Open ericphanson opened this issue 4 years ago • 10 comments

This is a proof of concept implementation of a different internal structure for Convex.jl (edit: which has started to turn into a bit of a rewrite).

Currently, just the minimal amount of methods are implemented to solve testproblem/testproblem.jl. Probably any other problem will error! The end-user access point is solve2! which works just like solve! (except much of it isn't implemented).

Some design notes

template basically has the same motivation as conic_form!: it recurses through the problem, generating a conic reformulation of it. It does so in a different way, however. It takes a context parameter which acts very similarly to how unique_conic_forms currently works by holding problem-local state. In this case, it holds a MOI model. When constructing the conic reformulation, any Convex AbstractVariables are associated to MOI variables added to the model. Any constraints are simply immediately added to the model. Then a MOI function is returned. In the end, we recover an MOI function which is the objective function for the problem.

This implementation reuses the current atoms and DCP properties, but the conic reformulations are entirely rewritten (template instead of conic_form!) which means that all the objects in conic_form.jl and solution.jl are not used.

Some more notes:

  • We get access to both the Convex.jl object (and it's children), as well as the MOI objects returned from calling template on the children.
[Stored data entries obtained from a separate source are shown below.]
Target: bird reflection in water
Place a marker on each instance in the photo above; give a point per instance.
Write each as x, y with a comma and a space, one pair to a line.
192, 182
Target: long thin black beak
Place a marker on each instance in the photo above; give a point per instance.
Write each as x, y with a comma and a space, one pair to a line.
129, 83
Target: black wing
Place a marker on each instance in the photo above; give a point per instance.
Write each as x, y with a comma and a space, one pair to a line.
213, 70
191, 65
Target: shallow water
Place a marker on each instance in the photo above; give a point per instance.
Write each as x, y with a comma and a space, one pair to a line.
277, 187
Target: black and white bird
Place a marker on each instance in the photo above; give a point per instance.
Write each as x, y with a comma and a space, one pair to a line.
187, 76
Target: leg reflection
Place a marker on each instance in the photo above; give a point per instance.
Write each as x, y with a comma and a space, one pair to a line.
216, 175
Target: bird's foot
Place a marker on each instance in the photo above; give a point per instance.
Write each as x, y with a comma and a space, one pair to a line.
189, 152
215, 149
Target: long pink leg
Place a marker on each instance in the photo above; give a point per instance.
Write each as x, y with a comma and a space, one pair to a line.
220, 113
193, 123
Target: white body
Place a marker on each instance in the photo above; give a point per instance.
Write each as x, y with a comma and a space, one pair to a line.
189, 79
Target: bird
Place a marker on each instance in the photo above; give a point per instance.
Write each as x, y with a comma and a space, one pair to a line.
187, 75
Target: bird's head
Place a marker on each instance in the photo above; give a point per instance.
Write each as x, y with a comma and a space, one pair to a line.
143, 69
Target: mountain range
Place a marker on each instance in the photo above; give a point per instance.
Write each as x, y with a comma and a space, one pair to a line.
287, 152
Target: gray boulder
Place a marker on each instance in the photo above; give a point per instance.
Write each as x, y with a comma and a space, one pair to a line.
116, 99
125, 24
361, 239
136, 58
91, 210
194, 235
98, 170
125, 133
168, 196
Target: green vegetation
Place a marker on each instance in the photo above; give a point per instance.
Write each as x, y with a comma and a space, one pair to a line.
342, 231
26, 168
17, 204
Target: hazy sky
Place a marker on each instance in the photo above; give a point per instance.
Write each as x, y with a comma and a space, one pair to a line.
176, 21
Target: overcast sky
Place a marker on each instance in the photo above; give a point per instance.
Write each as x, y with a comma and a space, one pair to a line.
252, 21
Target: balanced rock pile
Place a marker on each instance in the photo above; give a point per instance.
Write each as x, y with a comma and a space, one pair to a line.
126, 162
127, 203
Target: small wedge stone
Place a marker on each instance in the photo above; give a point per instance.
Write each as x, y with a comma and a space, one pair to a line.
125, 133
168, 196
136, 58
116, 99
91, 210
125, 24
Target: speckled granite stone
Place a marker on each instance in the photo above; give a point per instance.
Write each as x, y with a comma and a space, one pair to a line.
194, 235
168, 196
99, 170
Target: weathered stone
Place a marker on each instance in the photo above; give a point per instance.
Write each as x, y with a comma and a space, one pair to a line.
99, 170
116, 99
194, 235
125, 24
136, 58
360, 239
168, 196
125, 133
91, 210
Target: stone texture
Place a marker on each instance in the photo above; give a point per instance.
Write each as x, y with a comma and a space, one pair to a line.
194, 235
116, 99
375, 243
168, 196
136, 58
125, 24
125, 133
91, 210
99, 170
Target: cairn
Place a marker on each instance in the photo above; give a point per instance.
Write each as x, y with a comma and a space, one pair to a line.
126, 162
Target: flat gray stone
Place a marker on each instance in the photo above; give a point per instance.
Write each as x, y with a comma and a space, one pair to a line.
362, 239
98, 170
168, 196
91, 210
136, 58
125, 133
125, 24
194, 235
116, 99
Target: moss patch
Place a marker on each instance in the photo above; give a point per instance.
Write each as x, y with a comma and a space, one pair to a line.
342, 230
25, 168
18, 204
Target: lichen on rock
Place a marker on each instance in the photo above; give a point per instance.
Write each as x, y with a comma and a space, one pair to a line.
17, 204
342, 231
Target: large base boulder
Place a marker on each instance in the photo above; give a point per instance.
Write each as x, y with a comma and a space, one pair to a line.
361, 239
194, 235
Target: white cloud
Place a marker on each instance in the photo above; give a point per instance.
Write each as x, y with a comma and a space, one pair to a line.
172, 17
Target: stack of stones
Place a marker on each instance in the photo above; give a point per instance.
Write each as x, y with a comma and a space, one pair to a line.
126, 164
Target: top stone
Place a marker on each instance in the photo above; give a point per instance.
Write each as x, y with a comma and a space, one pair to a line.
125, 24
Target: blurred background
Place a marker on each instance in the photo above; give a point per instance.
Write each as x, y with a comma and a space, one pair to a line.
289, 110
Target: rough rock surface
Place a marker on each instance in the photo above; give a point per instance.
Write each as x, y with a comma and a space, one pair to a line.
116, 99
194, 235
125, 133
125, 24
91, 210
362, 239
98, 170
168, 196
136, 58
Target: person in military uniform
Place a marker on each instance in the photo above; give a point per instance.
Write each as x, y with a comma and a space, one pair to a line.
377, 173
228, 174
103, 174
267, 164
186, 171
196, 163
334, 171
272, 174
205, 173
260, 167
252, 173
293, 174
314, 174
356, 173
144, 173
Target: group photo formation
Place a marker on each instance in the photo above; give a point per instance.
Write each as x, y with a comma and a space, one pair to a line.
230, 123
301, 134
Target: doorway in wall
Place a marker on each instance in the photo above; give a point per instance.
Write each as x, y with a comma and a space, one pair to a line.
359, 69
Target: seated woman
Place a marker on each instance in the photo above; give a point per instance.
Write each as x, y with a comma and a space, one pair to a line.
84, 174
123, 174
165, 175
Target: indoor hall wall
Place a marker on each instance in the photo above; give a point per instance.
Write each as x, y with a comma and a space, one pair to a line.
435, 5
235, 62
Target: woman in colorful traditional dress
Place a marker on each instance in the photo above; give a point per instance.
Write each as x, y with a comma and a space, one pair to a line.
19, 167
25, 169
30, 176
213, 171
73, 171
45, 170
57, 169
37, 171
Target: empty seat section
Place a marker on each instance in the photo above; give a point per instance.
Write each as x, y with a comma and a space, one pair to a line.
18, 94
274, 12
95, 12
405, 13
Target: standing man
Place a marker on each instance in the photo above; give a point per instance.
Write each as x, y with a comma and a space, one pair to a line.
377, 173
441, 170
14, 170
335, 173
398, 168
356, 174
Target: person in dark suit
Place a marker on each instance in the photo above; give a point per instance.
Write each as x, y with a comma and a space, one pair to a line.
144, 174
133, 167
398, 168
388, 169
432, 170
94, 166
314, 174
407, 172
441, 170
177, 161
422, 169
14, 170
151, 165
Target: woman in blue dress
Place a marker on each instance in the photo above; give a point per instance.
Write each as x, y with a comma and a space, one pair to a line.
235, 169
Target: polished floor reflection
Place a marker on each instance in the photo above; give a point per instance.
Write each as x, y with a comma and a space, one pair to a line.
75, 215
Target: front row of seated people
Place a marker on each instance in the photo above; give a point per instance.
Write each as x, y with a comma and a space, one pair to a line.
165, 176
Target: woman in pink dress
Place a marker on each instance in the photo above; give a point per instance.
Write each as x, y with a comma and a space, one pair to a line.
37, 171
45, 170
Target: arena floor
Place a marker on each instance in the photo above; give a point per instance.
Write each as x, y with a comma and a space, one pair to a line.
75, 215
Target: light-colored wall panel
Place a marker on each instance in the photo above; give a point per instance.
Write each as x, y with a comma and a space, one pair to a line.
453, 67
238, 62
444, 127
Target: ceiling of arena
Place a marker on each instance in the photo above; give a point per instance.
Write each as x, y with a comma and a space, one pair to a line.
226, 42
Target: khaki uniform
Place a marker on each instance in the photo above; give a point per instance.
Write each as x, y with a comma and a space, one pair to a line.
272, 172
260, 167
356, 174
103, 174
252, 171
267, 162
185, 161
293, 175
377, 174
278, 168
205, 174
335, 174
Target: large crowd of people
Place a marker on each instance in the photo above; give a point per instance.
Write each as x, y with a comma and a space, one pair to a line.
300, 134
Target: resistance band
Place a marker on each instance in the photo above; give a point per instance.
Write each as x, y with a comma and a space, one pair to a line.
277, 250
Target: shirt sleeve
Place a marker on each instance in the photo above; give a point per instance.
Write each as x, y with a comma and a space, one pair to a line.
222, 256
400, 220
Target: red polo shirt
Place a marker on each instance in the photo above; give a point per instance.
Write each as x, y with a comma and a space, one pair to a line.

We should think about when to use one versus the other.
  • It's crucial that a redesign allows defining atoms in terms of partially specified problems (https://github.com/jump-dev/Convex.jl/issues/310) (but this isn't done here yet! edit: actually this isn't a big deal and can be done as easily in the new implementation).
  • I've used the convention of not including the ! when modifying the context object, under the assumption that it is often being modified.
  • It might be quite interesting to multithread problem formulation. To do so, we could use the branching tree structure of the problem. One issue is that adding variables to the MOI model is a global operation we only want to do once.
  • Convex.jl currently passes around tuples of real and imaginary parts of objects. I did not do this here, partly in the hopes that MOI can get native complex support and we can re-use it here. This I imagine would be key for Hypatia to not need the big complex-to-real SDP reformulation used in Convex.jl (assuming it can natively support the complex PSD cone).

On the problem in testproblem/testproblem.jl, we get much improved results:

┌ Info: Running with classic Convex.jl setup...
└   (m, n, k) = (150, 150, 5)
 42.958454 seconds (77.45 M allocations: 13.555 GiB, 6.44% gc time)
┌ Info: Running with `Convex.conic_form_problem_solve`...
└   (m, n, k) = (150, 150, 5)
 13.723807 seconds (19.08 M allocations: 2.313 GiB, 1.29% gc time)
┌ Info: Running with JuMP...
└   (m, n, k) = (150, 150, 5)
 14.912025 seconds (41.56 M allocations: 2.344 GiB, 2.98% gc time)

It should also be much easier to support other cones to support e.g. geomean for vectors (ref #388).

To do in order to think about merging this

  • [x] Figure out how to handle complex variables (answer: introduce separate ComplexVariable, ComplexConstant, and ComplexTape types)
  • [x] support satisfy
  • [ ] duals
  • [ ] warmstarts
  • [x] Think about the vexities for problems, or revert those changes
  • [ ] decide if the expression tree caching is useful and re-add it if so
  • [ ] look at perf impact of not using an atom for dot product (esp with fusion); maybe revert
  • [ ] update all atoms (so far: affine, linear, and exp are done, except for duals and the dot product issue)
  • [ ] update all constraints (so far LtConstraint, GtConstraint, EqConstraint, SDPConstraint, ExponentialCone)
  • [ ] pass tests
  • [ ] write devdocs describing how Convex works (now that I really know!)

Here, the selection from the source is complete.